Sarkozy is misinterpreting the Internet revolution completely

Mr Sarkozy has now taken the battle of the Internet to the next level of open conflict between governments and the Internet by initiating the e-G8 meeting where he argued:

“The universe you represent is not a parallel universe. Nobody should forget that governments are the only legitimate representatives of the will of the people in our democracies. To forget this is to risk democratic chaos and anarchy.”

“We need to hear your aspirations, your needs,” but that “You need to hear our limits, our red lines.”

(quote from Don Tapscott – G8 and the Internet – Sarkozy Messes With a Good Thing – you can read even more about this in Alex Howard’s article: At the eG8, 20th century ideas clashed with the 21st century economy)

What Sarkozy miss completely is that the current form of democratic government system, the current ideas and laws around Intellectual Properties, well the whole concept of the nation state and even of our current civilizational form is in fact a result of, and is completely built on the previous major communication revolution: the printing press.

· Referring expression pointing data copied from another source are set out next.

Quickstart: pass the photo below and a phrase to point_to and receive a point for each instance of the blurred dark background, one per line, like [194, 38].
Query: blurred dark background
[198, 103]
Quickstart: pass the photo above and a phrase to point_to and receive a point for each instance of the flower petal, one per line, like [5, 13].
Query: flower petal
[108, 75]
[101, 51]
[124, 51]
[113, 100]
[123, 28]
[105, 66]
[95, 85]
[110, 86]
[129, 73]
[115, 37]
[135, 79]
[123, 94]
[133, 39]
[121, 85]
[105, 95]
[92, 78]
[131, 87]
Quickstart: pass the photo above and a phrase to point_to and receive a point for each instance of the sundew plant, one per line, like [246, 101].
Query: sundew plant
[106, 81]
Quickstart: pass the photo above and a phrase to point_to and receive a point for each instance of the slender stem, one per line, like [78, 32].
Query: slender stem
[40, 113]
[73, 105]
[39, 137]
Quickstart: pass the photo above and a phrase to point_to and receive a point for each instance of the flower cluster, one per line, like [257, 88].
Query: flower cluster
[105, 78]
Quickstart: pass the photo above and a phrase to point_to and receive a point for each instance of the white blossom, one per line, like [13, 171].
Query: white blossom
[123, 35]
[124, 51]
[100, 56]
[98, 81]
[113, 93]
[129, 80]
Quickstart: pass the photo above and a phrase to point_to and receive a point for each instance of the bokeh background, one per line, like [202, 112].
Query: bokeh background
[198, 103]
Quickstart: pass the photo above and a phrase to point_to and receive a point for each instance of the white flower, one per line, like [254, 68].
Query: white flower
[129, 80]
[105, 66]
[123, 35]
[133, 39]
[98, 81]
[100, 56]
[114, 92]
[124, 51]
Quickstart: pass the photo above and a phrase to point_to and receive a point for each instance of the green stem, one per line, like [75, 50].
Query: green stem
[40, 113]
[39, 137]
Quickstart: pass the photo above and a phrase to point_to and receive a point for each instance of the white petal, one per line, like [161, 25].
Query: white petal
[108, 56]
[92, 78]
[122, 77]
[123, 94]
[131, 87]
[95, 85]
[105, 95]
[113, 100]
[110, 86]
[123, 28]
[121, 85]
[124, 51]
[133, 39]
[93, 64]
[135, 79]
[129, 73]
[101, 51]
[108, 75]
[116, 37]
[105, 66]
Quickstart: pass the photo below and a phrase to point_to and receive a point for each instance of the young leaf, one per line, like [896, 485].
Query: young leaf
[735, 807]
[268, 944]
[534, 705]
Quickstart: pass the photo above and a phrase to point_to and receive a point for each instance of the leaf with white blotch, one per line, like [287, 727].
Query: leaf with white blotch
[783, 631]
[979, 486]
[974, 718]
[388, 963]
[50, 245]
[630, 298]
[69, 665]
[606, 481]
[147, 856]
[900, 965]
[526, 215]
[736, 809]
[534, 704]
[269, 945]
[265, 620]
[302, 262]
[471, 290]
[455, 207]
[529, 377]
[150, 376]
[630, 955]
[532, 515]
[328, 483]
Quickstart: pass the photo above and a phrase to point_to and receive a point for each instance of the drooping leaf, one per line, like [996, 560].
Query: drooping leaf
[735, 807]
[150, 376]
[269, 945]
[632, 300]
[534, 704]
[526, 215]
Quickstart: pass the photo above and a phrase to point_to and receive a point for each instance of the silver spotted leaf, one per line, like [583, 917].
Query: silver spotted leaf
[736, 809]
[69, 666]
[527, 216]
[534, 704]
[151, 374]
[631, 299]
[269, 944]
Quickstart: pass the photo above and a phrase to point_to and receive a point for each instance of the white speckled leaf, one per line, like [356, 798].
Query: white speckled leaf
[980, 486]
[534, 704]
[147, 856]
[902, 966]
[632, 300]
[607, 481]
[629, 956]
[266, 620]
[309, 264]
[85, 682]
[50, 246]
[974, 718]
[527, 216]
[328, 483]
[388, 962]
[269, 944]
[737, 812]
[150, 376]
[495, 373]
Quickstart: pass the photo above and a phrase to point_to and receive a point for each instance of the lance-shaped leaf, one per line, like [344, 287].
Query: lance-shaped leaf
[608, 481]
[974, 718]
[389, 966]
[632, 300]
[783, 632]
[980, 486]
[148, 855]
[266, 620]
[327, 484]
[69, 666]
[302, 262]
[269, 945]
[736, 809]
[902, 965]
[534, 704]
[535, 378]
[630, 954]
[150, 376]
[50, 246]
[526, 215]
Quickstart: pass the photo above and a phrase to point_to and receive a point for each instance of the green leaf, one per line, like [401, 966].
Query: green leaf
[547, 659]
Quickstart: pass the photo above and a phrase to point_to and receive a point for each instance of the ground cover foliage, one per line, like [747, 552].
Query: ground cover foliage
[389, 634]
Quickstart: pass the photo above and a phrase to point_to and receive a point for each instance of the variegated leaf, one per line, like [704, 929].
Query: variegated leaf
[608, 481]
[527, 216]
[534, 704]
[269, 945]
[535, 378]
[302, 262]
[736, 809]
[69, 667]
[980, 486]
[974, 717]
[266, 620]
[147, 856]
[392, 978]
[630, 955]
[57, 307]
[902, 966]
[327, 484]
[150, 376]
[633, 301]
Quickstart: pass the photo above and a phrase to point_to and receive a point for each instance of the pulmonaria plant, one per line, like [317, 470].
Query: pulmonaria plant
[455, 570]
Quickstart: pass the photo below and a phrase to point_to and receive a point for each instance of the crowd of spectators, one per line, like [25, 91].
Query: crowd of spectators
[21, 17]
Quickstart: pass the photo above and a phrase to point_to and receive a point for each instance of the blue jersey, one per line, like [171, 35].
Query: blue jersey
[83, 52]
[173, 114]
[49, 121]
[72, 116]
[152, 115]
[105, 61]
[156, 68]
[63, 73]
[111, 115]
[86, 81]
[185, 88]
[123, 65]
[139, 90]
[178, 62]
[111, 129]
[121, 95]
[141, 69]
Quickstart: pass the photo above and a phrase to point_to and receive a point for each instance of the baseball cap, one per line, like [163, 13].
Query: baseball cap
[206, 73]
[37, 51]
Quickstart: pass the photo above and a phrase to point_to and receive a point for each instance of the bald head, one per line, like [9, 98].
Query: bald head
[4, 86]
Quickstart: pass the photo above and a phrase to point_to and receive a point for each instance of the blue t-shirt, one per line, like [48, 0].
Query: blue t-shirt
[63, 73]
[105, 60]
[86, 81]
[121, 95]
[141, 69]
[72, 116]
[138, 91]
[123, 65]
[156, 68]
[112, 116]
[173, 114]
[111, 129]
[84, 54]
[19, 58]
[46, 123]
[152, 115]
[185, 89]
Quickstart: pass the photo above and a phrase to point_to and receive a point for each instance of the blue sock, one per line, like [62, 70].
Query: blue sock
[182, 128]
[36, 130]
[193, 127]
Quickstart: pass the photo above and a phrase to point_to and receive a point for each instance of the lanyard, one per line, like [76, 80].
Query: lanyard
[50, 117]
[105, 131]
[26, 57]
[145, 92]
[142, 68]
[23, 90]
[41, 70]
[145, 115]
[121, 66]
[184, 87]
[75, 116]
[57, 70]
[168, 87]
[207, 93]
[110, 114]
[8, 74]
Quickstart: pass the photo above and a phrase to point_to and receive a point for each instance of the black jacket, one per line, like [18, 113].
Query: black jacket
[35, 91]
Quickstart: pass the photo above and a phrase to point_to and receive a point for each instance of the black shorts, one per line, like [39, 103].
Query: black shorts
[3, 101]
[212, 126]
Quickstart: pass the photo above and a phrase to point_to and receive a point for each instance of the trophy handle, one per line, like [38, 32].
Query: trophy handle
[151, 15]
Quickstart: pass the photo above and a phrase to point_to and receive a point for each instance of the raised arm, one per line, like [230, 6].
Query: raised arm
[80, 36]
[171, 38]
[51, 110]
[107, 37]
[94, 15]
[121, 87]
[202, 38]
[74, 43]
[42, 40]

How revolutionary we might regard the printing press, we must understand that it provided just a gradual change of human organization. It was a innovation that only increased the efficiency and effectiveness of the old model of one-to-many communication. We are now facing a much bigger and more profound change in human organization than ever. The global diffusion of Internet is the birth of something completely new and unprecedented, a fundamental change of the inner wiring of human society and organization: many-to-many communication between already hundreds of millions and soon billions of people and artifacts on this planet.

Fundamentally new communicational and computing capabilities is on it’s way to  completely redefine almost everything and in particular how humanity is organized in larger groups as e g cities and countries. To use Sarkozy’s words and seeing the world from his or many other traditional democratic governments perspective: this will without doubt result in democratic chaos and anarchy. The change will not take the form of something to fight with or decide about but will rather emerge from the inside of ourselves and take the form of old concepts, systems and structures that suddenly and curiously become irrelevant or at times even dangerous and counter productive.

The challenge for all of us now (including governments) is to put ourselves into a state to avoid repelling everything new but continuously learn about the new logic as it emerges in order to 1) dismount the current systems which in the current situation might cause more harm than good and 2) in their place develop new interim systems that will result in temporary islands of order where we can thrive in waiting for the next wave of deep change. Always knowing that the current structure, the current idea or the current system soon will be irrelevant again and need to be rebuilt .

It is becoming increasingly clear that the knowledge and systems that have taken us this far NOT will take us into the future.

And in times of fundamental transformation any firm and unadaptive construction will most likely turn out to be the things that keep you immobile and stuck to the bottom when the water rises and the tsunami is rolling in.